An Animal Rights Article from All-Creatures.org

FROM

Laurie Bleier, Brooklyn Animal Foster Network
January 2010

[Ed. Note: Read The Meaning of Oreo.]

Recently, despite urgent pleas from hundreds of New Yorkers, the ASPCA euthanized an abused, young dog named Oreo. Outrage fueled the rescue community as offers of sanctuary by the nationally recognized No Kill shelter Pets Alive were completely ignored.

Reportedly taken moments before they killed her, an image of Oreo does not show her to be aggressive. The ASPCA has refused to release the videotapes of Oreo's temperament testing.

As a direct result of this senseless tragedy, Assembly Member Micah Z. Kellner and State Senator Thomas K. Duane have introduced a New York State bill that will allow accredited animal welfare organizations the right to save an animal that a shelter is planning to euthanize.

The bill, which is to be introduced to the State Legislature as early as next week, seeks to limit the virtually unrestrained power of shelter managers and town boards, from Oneonta to Montauk, to kill animals and to heap hostile and vindictive treatment on the dedicated and hardworking rescue groups who wish to save them.

Too often, these bureaucrats are either too detached, lazy or incompetent to provide any real collaborative outreach with alternative rescue resources in their own communities.

Reputable groups everywhere must hold their breath as they witness the routine, inhumane treatment of homeless animals. Fear of reprisal or suspension from saving animals at their local kill shelters, even right here in NYC, have driven rescue groups and individuals from speaking out about horrific conditions that exist there. Oreo’s Law will change all this and save thousands.

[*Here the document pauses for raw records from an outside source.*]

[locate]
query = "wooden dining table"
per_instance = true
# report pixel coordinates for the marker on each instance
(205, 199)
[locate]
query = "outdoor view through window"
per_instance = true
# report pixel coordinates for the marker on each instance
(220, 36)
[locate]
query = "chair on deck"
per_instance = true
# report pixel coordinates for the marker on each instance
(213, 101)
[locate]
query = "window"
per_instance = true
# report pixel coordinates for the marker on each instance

So why do the ASPCA and the Mayor's Alliance want to kill it?

Background:

Oreo’s Law, modeled after California's 1998 Hayden Law, also met with intense criticism from public animal control directors and large humane societies in the Golden State.

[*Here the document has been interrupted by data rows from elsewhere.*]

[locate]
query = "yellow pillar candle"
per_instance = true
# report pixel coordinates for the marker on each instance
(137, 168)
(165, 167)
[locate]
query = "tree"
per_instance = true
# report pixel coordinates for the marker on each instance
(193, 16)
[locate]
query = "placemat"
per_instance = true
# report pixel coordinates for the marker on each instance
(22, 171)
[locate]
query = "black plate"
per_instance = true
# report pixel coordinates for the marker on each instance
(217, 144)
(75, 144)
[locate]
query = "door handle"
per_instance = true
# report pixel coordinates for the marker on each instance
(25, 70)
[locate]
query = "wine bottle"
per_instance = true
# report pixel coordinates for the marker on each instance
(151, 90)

New York State rescue groups are begging to save doomed animals like these everyday. Many shelters believe it is easier to kill them.

Their stated basis for opposition is similar to that of Oreo’s Law by the ASPCA and the Mayor's Alliance: the risk of hoarding of shelter animals, the risk of dogs ending up in dog fighting circles, and increased risks to the public due to irresponsible release of unsuitable dogs to adopters.

"Despite such dire predictions of increased incidence of public harm and cruelty to animals as a result of passing the right of access provision in the Hayden Law, there is no evidence of increased incidence of either." -- UCLA Law Professor Taimi Bryant who drafted the Hayden Law, 2009

The ASPCA and the Mayor's Alliance are currently very busy fear mongering to state legislators (including the Governor) about hoarders and dog fighters. They omit the fact that there are already protections built into the law to ensure that this does not occur. Just as it didn't in California. Just what are they really afraid of? The average New York State citizen doesn't even know where their local shelter is. Are the animal professionals afraid that rescue groups will have better results than they do?

Statewide, squabbles and power grabs are rampant in the shelter systems. I believe a moral bankruptcy exists when a shelter or alliance would put personalities before the animals.

In fact, my organization may very well lose its right to the ASPCA Spay/Neuter Van as a result of this letter.

We need your help.

We can never bring Oreo back, but we can make sure this never happens again in any New York State shelter. Oreo's Law will save thousands of dogs and puppies, cats and kittens (including feral cats), rabbits, and pocket pets currently being killed in shelters despite rescue groups willingness to save and re home them.

That is why No Kill leaders like Nathan Winograd of the No Kill Advocacy Center, Michael Mountain, founder of Best Friends Animal Society, the nation's top animal law professors, and the nation's most successful shelter directors have endorsed Oreo's Law.